If the vectors $ai+j+k,i+bj+k,i+j+ck(a,b,c\ne 1)$ are coplanar, then the value of $\frac{1}{1-a}+\frac{1}{1-b}+\frac{1}{1-c}$ is?

• A. $-1$
• B. $0$
• C. $1$
• D. $\frac{1}{3}$

Answer 1

The correct option is C

$1$

Explanation for the correct option :

Find the value of $\frac{1}{1-a}+\frac{1}{1-b}+\frac{1}{1-c}$,

As the vectors $ai+j+k,i+bj+k,i+j+ck$ are coplanar, so $\left[ai+j+ki+bj+ki+j+ck\right]=0$ and thus:

$\left|\begin{array}{ccc}a& 1& 1\\ 1& b& 1\\ 1& 1& c\end{array}\right|=0$

Now, in the determinant perform transformations $C_1\to C_1-C_2$ and $C_2\to C_2-C_3$.

$\left|\begin{array}{ccc}a-1& 0& 1\\ 1-b& b-1& 1\\ 0& 1-c& c\end{array}\right|=0$

Expand the determinant.

$\begin{array}{rcl}\left(a-1\right)\left[c\left(b-1\right)-\left(1-c\right)\right]-0+1\left[\left(1-b\right)\left(1-c\right)-0\right]& =& 0\\ c\left(a-1\right)\left(b-1\right)-\left(a-1\right)\left(1-c\right)+\left(1-b\right)\left(1-c\right)& =& 0\\ c\left(1-a\right)\left(1-b\right)+\left(1-a\right)\left(1-c\right)+\left(1-b\right)\left(1-c\right)& =& 0\end{array}$

Divide both sides by $\left(1-a\right)\left(1-b\right)\left(1-c\right)$.

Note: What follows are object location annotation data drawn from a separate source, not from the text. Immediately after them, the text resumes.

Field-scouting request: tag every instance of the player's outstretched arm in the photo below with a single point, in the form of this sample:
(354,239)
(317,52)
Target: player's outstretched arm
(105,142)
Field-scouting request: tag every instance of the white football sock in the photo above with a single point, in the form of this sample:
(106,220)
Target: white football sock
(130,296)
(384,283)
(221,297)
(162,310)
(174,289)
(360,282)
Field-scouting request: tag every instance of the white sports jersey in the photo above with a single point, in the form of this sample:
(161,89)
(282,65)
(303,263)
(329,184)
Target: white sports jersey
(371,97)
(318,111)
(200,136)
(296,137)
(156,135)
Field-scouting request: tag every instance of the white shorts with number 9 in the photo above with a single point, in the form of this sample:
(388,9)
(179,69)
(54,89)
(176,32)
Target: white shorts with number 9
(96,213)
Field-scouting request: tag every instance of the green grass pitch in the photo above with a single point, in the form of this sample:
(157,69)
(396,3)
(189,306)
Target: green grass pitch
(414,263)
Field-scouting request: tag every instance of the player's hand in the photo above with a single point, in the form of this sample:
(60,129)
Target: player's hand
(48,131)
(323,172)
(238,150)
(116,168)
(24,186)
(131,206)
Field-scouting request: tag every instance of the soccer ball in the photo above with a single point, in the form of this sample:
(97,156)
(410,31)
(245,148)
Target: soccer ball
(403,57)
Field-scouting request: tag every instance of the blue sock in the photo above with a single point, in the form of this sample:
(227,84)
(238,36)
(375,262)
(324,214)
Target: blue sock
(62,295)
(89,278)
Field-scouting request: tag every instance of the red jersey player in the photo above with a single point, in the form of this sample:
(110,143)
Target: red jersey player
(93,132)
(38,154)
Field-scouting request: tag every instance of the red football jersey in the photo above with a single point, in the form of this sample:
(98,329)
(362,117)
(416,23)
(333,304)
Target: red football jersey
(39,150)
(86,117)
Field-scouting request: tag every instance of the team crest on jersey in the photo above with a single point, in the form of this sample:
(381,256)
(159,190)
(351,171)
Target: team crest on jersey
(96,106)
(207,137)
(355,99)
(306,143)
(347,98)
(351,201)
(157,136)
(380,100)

$\begin{array}{rcl}\frac{c\left(1-a\right)\left(1-b\right)+\left(1-a\right)\left(1-c\right)+\left(1-b\right)\left(1-c\right)}{\left(1-a\right)\left(1-b\right)\left(1-c\right)}& =& \frac{0}{\left(1-a\right)\left(1-b\right)\left(1-c\right)}\\ \frac{c}{1-c}+\frac{1}{1-b}+\frac{1}{1-a}& =& 0\end{array}$

Now add $1$ both sides of the equation.

$\begin{array}{rcl}\frac{c}{1-c}+\frac{1}{1-b}+\frac{1}{1-a}+1& =& 0+1\\ \left(\frac{c}{1-c}+1\right)+\frac{1}{1-b}+\frac{1}{1-a}& =& 1\\ \frac{c+1-c}{1-c}+\frac{1}{1-b}+\frac{1}{1-a}& =& 1\\ \frac{1}{1-a}+\frac{1}{1-b}+\frac{1}{1-c}& =& 1\end{array}$

Hence, the correct option is C.